I recently finished reading a new book that I keep thinking about. It is The Distance Between Us, by Reyna Grande, and it’s a devastating memoir about the rifts caused by immigration. Grande shows how children grieve for their missing parents, especially when they are out of reach, but not entirely gone. The sadness at the heart of her story is unrelenting; this is the opposite of a light summer read. But that’s OK, because summer is just about over, and this book should have a long shelf life. Grande is the kind of unsparing witness whose voice we don’t hear enough. She remembers her childhood with Maya Angelou-like immediacy, and she made me think about why parents leave their children, and what responsibility Americans bear for the temptation and pain of border crossings.
Grande’s father left his family in Mexico for “El Otro Lado,” the United States, when she was 2. He was a bricklayer who wanted to make money to build his own house. He never really came back, and a few years later, he called for her mother to join him. For her this came as a relief: Many men crossed over, found new wives, and abandoned the women and children they’d left behind. But it also meant that the United States had become the super power in Grande’s life, the evil god that takes parents from their children.

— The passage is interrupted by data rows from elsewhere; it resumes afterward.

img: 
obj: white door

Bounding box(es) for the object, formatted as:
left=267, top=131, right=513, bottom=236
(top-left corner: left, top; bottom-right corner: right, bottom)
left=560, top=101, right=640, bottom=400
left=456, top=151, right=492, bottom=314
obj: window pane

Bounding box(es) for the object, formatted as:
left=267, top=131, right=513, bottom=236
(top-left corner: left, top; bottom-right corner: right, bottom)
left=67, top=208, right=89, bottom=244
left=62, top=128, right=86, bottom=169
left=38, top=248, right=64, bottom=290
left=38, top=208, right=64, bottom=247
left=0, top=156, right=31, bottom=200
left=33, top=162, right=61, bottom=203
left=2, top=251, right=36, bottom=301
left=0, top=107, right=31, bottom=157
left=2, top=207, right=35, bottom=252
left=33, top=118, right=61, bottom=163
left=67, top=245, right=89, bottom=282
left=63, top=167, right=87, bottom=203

The special torment Grande endured was that her parents never really came back to her and her brother and sisters, but they didn’t entirely leave, either. They split up before her father could build his dream house, and their separate involvement with their children was episodic and fitful. Grande’s real caretakers were her fierce older sister and her loving maternal grandmother (her other grandmother could be the witch in a fairy tale).
In a sense, the book is a testament to the capacity of siblings to look out for each other. It is Grande’s sister who insists that her indifferent grandmother take her to the doctor when she is bitten by a scorpion. But there are limits to the protection kids can give each other, of course. Later in the book, Grande and her siblings persuade their father to take them to California with him. Her brother Carlos starts playing soccer, but has no shin pads, because his father refuses to buy them. By now, the father is a landlord, so this isn’t about dire poverty; it’s about his rigid temperament. Carlos gets kicked in the shin and comes home in agony from the pain. Grande and her sister stay up with him all night while their father refuses to take his boy to the hospital. When he finally relents in the morning, it turns out that Carlos has two broken bones.
Like I said, hard. At the same time, Grande argues that this book, and her skill in writing to it, are a testament to her father’s high expectations for her. He told her she had to make good on his investment in bringing her to America, and she never stopped wanting to please him and to prove herself. It’s a perverse lesson to draw, and it’s not the norm: Grande tells us briefly that it didn’t work for her siblings. The way in which she is exceptional is worth unpacking. I wish she’d thought and written more about this, and also about her enduring loyalty to her father, and her ongoing relationship with her mother. Mostly, though, Grande trains her hard-earned acuity on her family’s failings with unusual authority and energy. She has, indeed, traveled a long distance.